Since the beginning of 2013, an average of 1,052 truckloads (67,000 tonnes) of constructions materials, designated for building projects implemented by aid agencies, including UN and other international organizations, have entered each month.

Limited numbers of people continue to cross Rafah

During the two-week reporting period, the Egyptian-controlled Rafah Crossing was open for seven days only, closing between 14 and 20 October for the Eid Al Adha holidays. Since early July, when open, the crossing has operated four hours per day compared to nine hours (seven days per week) prior to early July.
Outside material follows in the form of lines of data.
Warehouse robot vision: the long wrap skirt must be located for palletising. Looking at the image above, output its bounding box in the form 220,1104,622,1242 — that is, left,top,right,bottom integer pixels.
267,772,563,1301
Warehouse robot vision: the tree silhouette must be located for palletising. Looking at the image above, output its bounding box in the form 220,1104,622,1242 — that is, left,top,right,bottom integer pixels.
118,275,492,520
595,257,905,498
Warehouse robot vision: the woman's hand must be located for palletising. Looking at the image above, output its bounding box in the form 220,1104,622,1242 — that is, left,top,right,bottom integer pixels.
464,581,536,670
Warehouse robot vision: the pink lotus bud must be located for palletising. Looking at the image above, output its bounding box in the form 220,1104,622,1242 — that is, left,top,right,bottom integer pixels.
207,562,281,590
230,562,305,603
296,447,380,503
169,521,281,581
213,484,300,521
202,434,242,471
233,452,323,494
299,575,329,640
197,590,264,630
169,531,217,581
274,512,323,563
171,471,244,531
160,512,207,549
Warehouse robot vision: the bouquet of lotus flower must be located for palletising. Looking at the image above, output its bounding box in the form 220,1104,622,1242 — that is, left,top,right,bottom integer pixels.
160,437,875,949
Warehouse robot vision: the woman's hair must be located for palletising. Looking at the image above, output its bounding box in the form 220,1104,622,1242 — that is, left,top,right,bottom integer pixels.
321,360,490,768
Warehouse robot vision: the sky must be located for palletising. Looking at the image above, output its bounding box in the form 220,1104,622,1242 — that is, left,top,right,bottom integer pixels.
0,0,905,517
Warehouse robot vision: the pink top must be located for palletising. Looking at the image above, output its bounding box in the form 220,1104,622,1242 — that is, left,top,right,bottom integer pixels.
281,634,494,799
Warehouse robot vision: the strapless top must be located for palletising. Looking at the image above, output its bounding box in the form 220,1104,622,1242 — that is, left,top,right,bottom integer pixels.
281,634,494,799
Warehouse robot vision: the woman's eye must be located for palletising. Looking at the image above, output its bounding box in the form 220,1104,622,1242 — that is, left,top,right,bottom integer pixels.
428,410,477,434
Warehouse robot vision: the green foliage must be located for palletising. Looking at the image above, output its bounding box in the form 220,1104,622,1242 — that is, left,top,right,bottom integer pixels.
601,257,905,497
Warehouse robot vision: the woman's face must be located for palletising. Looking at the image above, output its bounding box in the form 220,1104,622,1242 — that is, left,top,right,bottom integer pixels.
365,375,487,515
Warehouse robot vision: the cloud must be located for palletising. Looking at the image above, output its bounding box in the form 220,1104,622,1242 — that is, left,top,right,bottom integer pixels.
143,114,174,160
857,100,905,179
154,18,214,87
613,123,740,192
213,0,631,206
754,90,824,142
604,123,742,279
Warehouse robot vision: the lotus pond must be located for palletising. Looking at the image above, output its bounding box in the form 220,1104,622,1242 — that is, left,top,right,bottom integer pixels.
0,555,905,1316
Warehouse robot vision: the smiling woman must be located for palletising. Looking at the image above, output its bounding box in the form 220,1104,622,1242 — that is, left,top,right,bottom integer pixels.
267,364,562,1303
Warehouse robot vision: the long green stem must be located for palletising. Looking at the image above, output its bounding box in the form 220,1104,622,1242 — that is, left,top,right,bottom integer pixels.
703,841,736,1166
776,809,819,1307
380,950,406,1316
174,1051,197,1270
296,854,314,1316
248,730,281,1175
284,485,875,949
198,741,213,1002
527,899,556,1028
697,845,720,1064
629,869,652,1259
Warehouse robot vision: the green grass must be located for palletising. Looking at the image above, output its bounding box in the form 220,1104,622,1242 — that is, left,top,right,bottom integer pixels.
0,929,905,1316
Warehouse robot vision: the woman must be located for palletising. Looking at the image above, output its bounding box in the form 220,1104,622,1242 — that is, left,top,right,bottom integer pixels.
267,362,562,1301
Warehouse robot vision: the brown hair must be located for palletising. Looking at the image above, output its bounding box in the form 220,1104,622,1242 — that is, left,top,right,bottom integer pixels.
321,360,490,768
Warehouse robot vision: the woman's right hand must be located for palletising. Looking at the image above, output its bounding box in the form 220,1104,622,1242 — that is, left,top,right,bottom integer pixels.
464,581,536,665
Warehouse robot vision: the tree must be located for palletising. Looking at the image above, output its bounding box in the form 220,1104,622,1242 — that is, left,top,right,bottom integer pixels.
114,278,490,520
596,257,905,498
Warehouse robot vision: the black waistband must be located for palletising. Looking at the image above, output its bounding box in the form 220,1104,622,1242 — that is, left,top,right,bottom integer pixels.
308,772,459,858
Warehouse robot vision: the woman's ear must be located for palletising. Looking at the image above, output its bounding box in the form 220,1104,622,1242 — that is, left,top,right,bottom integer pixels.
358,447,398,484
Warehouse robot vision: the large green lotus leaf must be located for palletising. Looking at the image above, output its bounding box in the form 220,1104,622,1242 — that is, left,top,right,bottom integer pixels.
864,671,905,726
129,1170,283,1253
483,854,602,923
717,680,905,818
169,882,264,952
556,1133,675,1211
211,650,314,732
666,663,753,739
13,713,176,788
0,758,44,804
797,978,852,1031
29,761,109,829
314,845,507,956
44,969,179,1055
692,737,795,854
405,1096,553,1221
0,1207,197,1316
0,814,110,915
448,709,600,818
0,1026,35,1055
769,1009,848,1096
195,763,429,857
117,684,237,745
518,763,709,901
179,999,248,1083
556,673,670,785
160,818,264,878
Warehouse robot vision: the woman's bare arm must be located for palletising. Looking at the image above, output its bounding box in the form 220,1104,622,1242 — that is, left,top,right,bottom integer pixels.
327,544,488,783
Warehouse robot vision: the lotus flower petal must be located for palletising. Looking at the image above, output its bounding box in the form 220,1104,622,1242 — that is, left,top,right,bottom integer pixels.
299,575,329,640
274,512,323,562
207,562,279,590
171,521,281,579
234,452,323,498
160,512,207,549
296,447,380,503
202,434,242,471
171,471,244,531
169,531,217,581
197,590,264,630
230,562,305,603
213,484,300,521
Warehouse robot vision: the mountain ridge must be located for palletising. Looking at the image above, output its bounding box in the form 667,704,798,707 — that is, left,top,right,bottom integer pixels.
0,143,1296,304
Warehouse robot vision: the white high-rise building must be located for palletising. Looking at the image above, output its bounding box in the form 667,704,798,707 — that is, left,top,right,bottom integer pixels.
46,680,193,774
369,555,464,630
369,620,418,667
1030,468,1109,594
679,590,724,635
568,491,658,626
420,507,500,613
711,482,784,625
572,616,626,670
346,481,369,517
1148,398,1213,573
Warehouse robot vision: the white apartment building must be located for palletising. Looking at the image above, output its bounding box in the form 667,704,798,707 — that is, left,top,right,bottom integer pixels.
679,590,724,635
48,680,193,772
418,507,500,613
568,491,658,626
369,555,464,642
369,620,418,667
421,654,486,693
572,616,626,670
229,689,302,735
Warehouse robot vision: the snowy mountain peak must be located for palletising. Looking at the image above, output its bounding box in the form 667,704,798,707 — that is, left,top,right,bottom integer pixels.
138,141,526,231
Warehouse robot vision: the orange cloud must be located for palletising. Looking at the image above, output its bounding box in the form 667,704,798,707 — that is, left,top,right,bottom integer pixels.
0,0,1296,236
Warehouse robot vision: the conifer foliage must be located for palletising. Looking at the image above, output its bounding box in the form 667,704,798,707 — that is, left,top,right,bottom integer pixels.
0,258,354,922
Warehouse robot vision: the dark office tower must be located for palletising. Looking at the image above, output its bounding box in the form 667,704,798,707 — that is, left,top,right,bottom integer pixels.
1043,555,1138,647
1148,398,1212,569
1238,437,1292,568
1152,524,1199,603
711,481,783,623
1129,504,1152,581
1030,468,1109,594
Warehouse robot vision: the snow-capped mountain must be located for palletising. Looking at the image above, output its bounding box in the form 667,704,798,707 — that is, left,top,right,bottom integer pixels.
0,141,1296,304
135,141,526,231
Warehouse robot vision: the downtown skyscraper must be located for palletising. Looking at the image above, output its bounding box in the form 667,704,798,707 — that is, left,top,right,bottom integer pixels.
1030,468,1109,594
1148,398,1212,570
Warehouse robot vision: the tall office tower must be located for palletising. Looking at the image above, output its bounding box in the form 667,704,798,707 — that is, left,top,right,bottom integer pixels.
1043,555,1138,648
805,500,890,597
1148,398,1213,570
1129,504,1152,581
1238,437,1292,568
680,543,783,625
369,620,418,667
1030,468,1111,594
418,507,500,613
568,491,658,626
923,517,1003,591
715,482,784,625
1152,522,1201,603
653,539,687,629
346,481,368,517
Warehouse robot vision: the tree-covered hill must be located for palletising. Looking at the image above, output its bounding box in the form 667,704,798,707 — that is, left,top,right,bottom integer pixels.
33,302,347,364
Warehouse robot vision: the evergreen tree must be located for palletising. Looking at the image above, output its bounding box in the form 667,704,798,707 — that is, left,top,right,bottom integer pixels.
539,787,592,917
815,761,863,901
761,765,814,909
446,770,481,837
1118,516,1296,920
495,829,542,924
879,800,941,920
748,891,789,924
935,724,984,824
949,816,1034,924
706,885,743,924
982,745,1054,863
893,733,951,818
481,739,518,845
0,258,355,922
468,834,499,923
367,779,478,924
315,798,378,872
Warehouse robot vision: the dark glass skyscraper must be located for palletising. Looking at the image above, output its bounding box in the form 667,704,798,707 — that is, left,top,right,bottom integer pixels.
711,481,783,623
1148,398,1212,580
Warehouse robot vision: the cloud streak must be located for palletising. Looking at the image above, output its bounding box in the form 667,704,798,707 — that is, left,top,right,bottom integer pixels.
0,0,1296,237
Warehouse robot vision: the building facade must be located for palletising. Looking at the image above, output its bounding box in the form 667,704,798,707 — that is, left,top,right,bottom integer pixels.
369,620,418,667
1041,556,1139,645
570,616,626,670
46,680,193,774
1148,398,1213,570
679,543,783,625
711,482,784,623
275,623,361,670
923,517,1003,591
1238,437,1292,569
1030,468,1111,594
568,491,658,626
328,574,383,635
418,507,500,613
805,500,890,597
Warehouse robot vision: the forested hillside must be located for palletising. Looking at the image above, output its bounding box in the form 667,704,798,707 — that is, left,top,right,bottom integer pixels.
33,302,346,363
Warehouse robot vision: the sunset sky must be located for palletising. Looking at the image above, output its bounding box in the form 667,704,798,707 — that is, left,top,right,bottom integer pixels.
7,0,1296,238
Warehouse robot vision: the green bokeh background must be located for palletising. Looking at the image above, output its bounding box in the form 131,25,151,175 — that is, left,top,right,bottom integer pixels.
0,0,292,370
During the reporting period (8 – 21 October), a daily average of approximately 230 travelers, mainly humanitarian cases, including patients, students and visas and foreign passports holders, were allowed to cross into Egypt and around 90 others entered Gaza per day. These numbers remain well below the daily average of approximately 1,860 who crossed in June this year, before the imposition of the current Egyptian restrictions. On 20 October, the Gaza Border and Crossing Authority re-opened the travel registration office in Gaza city, which had been closed since early July 2013 due to the uncertain operation of the Rafah Crossing. The office is currently accepting travel requests for humanitarian cases, students and foreign passports holders, in line with limitations set by the Egyptian authorities. Reports indicate that approximately 4,000 people are registered and waiting to travel to Egypt and abroad. The Rafah crossing remains the primary exit and entry point to the Gaza Strip for Palestinians, due to the long-standing restrictions imposed by Israel on movement via the Erez Crossing.